Code4SAFrankie commented 2 years ago

It was the dask categoricals. If I write out the pandas categoricals to hdf5 using dfp.to_hdf(path + 'yagoSchema.hdf5', key='df', mode='w', format='table'), I then cannot read the hdf5 using dfSchema = vaex.open(path + "yagoSchema.hdf5"); since it gives me OSError: Cannot open D:\Downloads\Wikipedia\Yago\yagoSchema.hdf5 nobody knows how to read it.

Code4SAFrankie commented 2 years ago

dfSchema['class1'] = dfSchema['class1'].astype('category') gives ValueError: No type alias for category although this seems to be valid for pandas.

JovanVeljanoski commented 2 years ago

See the FAQ in the docs about why the pandas export to hdf5 does not work for you.

As for the categoricals.. i think i answered tht above. There is no data type category. It is something that dask and/or pandas implements with a particular strategy. It is specific to them. Vaex also has it, with its own strategy. When you export it to parquet, arrow, what you end up exporting is the raw underlying data, which is probably an arrow dictionary or something.

Code4SAFrankie commented 2 years ago

Writing a parquet file with pandas has the same issue:


dfc = pd.DataFrame({"A": ["a", "b", "c", "a"]})
dfc["B"] = dfc["A"].astype("category")
dfc.to_parquet('dfc.parquet')
dfc = vaex.open('dfc.parquet')
dfc.dtypes
Code4SAFrankie commented 2 years ago

So there is no way to get the categorical back in vaex?

JovanVeljanoski commented 2 years ago

Please read carefully what I wrote.. In fact.. you are getting the categoricals back in vaex! But you are getting them in the original format.

Let me try again

in your example do print(type(dfc.B.values)) and you will see this pandas.core.arrays.categorical.Categorical. It is something that pandas defines, and exists only in pandas. I think (not sure) but it is their way of handling/using arrow dictionaries.

So when you export that to disk, in a parqet format, you save it in a way that everyone can understand, not just pandas. Since parquet can be read by many libraries (outside of python also). So the way this pandas-specific type is stored something like an arrow dictionary.

So when you open the parquet file with vaex, the dtype is telling you that the raw data underneath is an arrow dictionary. You can check this out:

image

So you see above that each original sample has an associated index, which is the trick -> instead of handling strings you are handling ints mapped to a string for faster operations (like binning, groupby etc).

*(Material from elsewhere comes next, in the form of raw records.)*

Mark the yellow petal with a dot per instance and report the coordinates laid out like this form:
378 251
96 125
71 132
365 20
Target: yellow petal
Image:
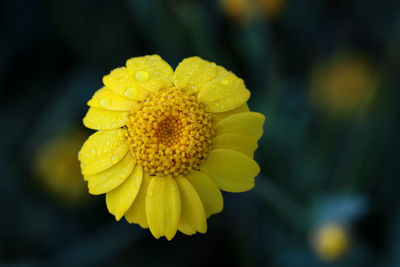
216 117
193 73
111 178
208 191
102 119
150 72
137 212
102 150
107 99
224 93
246 123
124 84
193 217
236 142
120 199
163 206
232 171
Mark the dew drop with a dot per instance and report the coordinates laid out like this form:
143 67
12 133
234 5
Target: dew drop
131 93
93 152
142 76
105 102
224 82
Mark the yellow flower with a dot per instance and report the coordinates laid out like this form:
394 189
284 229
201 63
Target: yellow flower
57 168
331 240
343 85
169 141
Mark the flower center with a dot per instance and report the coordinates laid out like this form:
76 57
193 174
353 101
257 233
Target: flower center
169 133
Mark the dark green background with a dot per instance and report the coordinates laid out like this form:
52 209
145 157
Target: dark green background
314 168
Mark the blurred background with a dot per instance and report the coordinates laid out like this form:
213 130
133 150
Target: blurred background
324 73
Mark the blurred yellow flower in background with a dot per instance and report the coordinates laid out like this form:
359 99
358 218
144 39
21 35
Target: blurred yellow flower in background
244 10
168 142
330 241
344 85
58 169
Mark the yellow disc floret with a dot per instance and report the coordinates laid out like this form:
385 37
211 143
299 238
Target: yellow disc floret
169 133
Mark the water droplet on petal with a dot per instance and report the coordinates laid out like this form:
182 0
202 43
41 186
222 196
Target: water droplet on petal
131 93
114 159
142 76
93 152
105 102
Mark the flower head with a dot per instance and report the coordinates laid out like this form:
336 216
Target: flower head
57 168
344 85
168 142
330 241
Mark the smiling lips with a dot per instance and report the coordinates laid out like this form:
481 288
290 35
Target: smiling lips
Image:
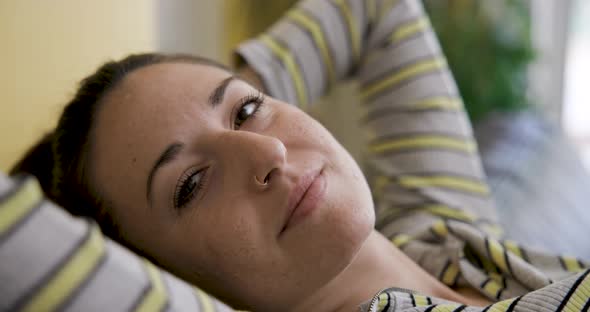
304 197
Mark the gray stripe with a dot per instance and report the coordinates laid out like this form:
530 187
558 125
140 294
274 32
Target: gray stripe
23 220
116 285
32 253
409 93
311 68
428 122
400 56
336 39
432 161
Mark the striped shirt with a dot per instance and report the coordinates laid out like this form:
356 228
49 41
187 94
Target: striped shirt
430 192
431 197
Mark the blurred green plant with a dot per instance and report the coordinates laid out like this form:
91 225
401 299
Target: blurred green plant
488 47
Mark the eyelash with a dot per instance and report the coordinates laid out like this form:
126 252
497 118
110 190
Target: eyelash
183 192
254 98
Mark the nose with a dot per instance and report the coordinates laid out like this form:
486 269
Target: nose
257 158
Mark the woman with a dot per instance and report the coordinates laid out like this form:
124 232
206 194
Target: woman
256 203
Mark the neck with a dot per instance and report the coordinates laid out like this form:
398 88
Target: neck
378 265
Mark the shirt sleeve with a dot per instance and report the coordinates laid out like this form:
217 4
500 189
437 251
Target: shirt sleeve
425 164
431 196
50 261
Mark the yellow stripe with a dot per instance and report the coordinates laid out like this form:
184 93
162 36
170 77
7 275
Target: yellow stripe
157 296
497 254
492 288
493 229
441 102
205 301
318 36
386 7
579 297
18 205
448 307
401 239
420 300
450 182
409 29
513 247
425 141
355 39
403 74
380 182
70 276
440 228
450 274
287 58
571 264
447 212
501 306
383 301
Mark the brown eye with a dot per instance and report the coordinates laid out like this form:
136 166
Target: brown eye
248 108
244 113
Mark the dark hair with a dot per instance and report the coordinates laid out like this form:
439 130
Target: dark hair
59 159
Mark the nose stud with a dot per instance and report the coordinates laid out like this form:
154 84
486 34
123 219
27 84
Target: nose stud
262 183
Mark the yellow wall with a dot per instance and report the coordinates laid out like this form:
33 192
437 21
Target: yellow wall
46 47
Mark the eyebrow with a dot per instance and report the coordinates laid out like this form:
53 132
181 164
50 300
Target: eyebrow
172 151
216 96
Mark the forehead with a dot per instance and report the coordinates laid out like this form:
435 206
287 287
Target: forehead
142 115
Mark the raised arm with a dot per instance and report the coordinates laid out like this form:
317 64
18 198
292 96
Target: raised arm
426 161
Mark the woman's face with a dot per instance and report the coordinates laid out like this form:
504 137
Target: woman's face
244 195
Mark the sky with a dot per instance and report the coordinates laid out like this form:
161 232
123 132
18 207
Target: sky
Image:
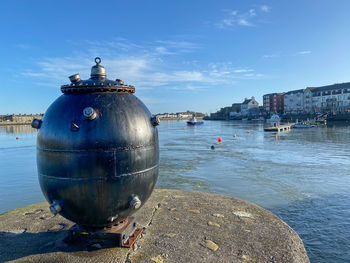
197 55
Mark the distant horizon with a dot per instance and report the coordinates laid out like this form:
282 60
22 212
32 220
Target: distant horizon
199 55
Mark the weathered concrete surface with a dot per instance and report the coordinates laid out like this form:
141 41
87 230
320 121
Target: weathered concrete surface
181 226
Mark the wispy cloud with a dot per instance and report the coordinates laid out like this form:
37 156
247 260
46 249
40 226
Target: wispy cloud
238 18
146 66
278 55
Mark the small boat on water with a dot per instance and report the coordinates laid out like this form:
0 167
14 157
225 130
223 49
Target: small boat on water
302 125
193 121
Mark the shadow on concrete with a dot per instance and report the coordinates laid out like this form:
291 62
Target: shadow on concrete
18 245
323 224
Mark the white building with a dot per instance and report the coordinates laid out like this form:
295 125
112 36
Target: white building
293 101
332 98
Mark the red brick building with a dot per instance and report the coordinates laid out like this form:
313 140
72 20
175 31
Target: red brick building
274 102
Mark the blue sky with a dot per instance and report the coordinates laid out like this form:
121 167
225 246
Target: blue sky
198 55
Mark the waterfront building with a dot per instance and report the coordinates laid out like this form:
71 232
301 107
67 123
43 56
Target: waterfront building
293 101
307 100
250 107
331 98
236 107
274 102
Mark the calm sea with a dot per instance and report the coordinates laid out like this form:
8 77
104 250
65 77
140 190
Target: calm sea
303 176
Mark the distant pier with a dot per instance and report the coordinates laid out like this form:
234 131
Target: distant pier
280 128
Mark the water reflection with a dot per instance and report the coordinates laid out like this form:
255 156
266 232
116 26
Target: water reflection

Vaex will do the same thing in v5, but will not define a new "type" category like pandas, but will tell you what is really happening under the hood.

So, you do get the categorized stuff, just when you do dtype you don't get to see "category", but the true type of the underlying data.

Pandas and Vaex are not the same. The API of vaex has followed that of pandas as much as possible, but since the implementations are vastly different, some difference will appear. Making a completely interchangable api will likely never happen, so you will just have to learn each technology if you really need to know the nitty gritty details. For the basics (common things), i think it is fairly uniform..

Final note: vaex is memory efficient so the reason to categorize things is just for efficiency purposes (unlike pandas, where you get some memory benefits).

Code4SAFrankie commented 2 years ago

Thanks! Makes sense, but is there an easy way of doing df[df['B']=='a'] without looking up the index first?

I tried all of these, but they all error out:

dfc[dfc['B']=='a']
dfc[dfc['B']==0]
dfc.select(dfc.B==dfc.category_labels('B').index('a'))
dfc.select(dfc.B==dfc.category_labels('B').index(0))
JovanVeljanoski commented 2 years ago

Support for that is part of this PR: https://github.com/vaexio/vaex/pull/1544

Dunno why it has not been merged, will try to get it in next week.

Thanks!

Code4SAFrankie commented 2 years ago

Thanks! And thanks for a truly amazing library and always being so quick to help!

JovanVeljanoski commented 2 years ago

You are very welcome. I am making notes on all the questions.. hopefully we can address all of these concerns in the docs, but it takes more time than one might think.. :S.